A chocolate bar, a sweet pastry, cakes or savoury snacks … Athletes too are entitled to an occasional treat! Providing of course that they know how to manage their intake of such sweets. Because while it’s true that such foods have virtually no nutritional value, what can be good for the mind can also be good for the body …
“Poor management of food treats is one of the main reasons for the impoverishment of nutritional density”, explains Dr Stéphane Cascua, from Paris who specialises in sports nutrition.
This is because eating products that are high in fat can upset the dietary balance and this is incompatible with high achievement in sport.

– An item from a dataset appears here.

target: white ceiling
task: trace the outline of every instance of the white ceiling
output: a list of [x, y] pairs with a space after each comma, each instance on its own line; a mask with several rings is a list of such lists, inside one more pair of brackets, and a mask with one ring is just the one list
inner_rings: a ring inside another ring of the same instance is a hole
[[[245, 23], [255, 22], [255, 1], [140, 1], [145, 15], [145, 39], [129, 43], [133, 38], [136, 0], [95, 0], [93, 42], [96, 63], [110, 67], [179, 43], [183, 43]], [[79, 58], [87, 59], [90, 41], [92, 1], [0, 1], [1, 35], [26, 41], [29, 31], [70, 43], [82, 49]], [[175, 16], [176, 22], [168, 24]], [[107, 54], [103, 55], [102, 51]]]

However, this doesn’t mean eliminating such things totally from the diet. The sense of psychological well being such foods bring should not be ignored. It is simply a matter of managing the frequency of intake.
Is that really so impossible? Not at all – you simply need to remember that cured meats and fried foods should not be eaten more than once a week. And the same is true of cakes, pastries and fizzy drinks.

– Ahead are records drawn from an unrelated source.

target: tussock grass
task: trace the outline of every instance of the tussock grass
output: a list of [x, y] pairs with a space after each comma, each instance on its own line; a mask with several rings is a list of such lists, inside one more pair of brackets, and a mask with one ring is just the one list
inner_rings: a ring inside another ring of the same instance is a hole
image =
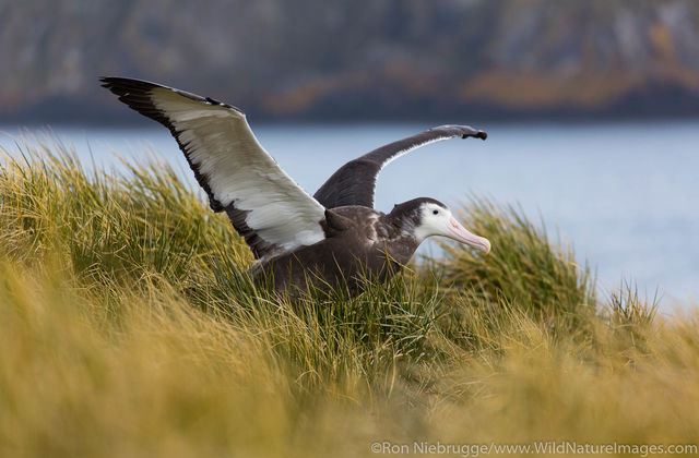
[[[358, 298], [300, 303], [163, 164], [86, 172], [56, 143], [0, 169], [8, 456], [374, 455], [372, 442], [687, 444], [699, 314], [657, 316], [520, 210], [473, 201], [460, 248]], [[601, 294], [606, 297], [605, 294]]]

So it’s entirely possible to have a little treat from time to time!
One last piece of advice: meals that are high in protein and in starch will stave off hunger pangs and the desire to snack.

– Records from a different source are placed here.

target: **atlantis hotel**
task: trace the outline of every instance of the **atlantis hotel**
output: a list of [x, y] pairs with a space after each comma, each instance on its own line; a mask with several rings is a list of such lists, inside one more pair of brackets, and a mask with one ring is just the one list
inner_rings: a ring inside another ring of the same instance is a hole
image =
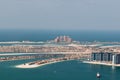
[[120, 64], [120, 54], [110, 52], [93, 52], [91, 61], [110, 62], [112, 64]]

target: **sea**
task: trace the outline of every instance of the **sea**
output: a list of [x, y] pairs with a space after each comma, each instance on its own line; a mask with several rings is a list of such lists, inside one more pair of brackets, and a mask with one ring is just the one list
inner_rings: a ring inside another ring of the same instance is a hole
[[[48, 41], [56, 36], [70, 36], [76, 41], [120, 41], [119, 31], [49, 31], [1, 30], [0, 41]], [[3, 53], [2, 53], [3, 54]], [[0, 80], [119, 80], [120, 67], [82, 63], [80, 60], [63, 61], [37, 68], [21, 69], [16, 65], [35, 61], [16, 60], [0, 62]]]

Remember this when it comes to breakfast. And don’t forget to start the day with a proper meal. Breakfast should include a liquid element (tea, coffee, etc), a dairy element (yoghurt or soft white cheese), a portion of fruit and some slow-release sugars: wholemeal bread, wholegrain cereals … but with no added sugar.
And at teatime try eating dried fruit and oily nuts such as almonds, walnuts and hazelnuts.